Later in the day, I attended morbidity and mortalilty conference where I learned that the most common admissions on the medicine service are due to cardiovascular/ cerebrovascular diseases and CHF; not infectious diseases though, in the month of July, one patient died of malaria and another of AIDS. Another thing that was interesting to note is that for some patients, cause of death ends up being undetermined. E.g. the case presented of a man who presumptively died of hypoglycemia secondary to metastatic liver cancer; assumed to have liver cancer because his liver enzymes were elevated and he had a bone tumor.

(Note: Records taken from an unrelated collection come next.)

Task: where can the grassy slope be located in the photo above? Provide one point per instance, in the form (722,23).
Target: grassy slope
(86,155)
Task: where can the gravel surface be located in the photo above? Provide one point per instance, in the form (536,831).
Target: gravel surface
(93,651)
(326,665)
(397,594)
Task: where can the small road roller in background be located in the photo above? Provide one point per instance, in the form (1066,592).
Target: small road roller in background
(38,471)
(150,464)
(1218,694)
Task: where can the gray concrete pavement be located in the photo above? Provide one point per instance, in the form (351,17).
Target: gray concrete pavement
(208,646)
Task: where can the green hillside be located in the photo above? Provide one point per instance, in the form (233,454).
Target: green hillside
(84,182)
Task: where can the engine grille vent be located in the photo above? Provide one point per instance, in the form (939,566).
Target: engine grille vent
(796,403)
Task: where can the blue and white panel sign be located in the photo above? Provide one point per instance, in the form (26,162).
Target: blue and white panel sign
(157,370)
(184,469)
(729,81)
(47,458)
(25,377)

However, he was initially diagnosed with bone TB in the ortho clinic, but did not receive TB treatment (again, here, TB diagnosis is non-specific due to BCG vaccination). He never had any scans to show or disprove liver tumor and did not have an autopsy at death. All we know is that he came to the hospital with hypoglycemia and his labs showed elevated liver enzymes. There is a need for better access to pathology.